Do all companies adhere to these budgeting and performance monitoring principals?
My experience shows that all companies have at least a rudimentary system where income and expense items are budgeted and fundamental results, such as profit and loss are forecasted and then compared with actual financial results from the accounting system.
Some companies have committed additional resources and effort to implement a more “purpose built” system with greater security and other enterprise level characteristics, such as multi-user, multi-entity capability and additional features that cannot easily be accomplished with a basic, usually spreadsheet based, solution.
There are many solutions available today including several in the small to medium size market (SMB). These systems fulfill some of the basic requirements but the majority of them fall short of providing their users with the most important tools and capabilities. Others require extensive user programming or relying on outside consultants to build and maintain these systems.
Through experience gained from implementing budgeting systems and from actually using and evaluating various software solutions I’ve compiled a list of high level features and benefits that a budgeting, forecasting and business intelligence application should have.
Any company looking to implement a complete solution should be concerned with these top 10:
1. Must be delivered as a database application for better control and management.
2. Should have a system-generated integrated set of forecasted financial statements.
3. Must have a modular approach with a complete array of functions such as: revenue forecasting module with cost; operating expense module; personnel module; fixed assets module; loans and other debt module.
4. Must have driver-based forecasting, which is the ability to work with unlimited and varied types of drivers.
5. Must have the ability to allocate forecasted amounts to pre-defined accounts.
6. Its business intelligence and rules must be built-in and available to users to choose from and with no user programming required (formulas, links, etc.).

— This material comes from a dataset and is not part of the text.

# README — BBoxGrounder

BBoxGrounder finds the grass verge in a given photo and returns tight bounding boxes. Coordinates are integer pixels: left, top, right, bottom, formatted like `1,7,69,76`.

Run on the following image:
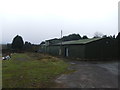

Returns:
2,53,68,88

7. The application chosen must allow users to set up a chart of accounts representing the actual accounting system’s chart of accounts (or mirroring it).
8. There should be either a direct link or simple interface to the accounting or ERP software’s general ledger, where actual data can easily be populated in the budgeting software and immediately used in the analysis process, following the accounting period close.

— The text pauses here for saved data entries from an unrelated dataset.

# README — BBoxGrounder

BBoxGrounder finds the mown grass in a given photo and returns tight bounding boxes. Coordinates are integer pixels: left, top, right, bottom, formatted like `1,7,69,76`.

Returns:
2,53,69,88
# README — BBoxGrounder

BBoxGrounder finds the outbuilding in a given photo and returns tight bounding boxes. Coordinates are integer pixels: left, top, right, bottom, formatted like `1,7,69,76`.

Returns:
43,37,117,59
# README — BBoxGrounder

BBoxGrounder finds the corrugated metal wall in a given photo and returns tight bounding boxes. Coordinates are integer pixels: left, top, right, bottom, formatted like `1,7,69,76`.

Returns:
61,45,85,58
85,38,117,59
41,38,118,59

9. Reports—both visual and alpha numeric—must be readily available and with minimal effort. All budgeted financial statements (with a minimum of Income Statement, Balance Sheet and Statement of Cash Flows) should mimic their actual financial statements produced by the actual accounting software.
10. The budgeting, forecasting and business intelligence software application needs to act as an extension of the accounting software or ERP system’s actual financial data.
These 10 “Must Have” features are especially important in smaller or medium sized organizations where resources are limited, yet business intelligence is critical and the decision making process must rely on solid and reliable tools.
When looking to implement a budgeting, forecasting and business intelligence solution make sure you carefully evaluate each software application and verify it includes these 10 critical features.
The benefits from having these features cannot be overemphasized. While some of these features are fundamental and expected, others are less common and will make the difference between properly performing the budgeting and analysis process or just getting through the process without really using the system for its true intended purpose.
Those who implement the right system know that their organization’s future financial health can greatly benefit from having these 10 features.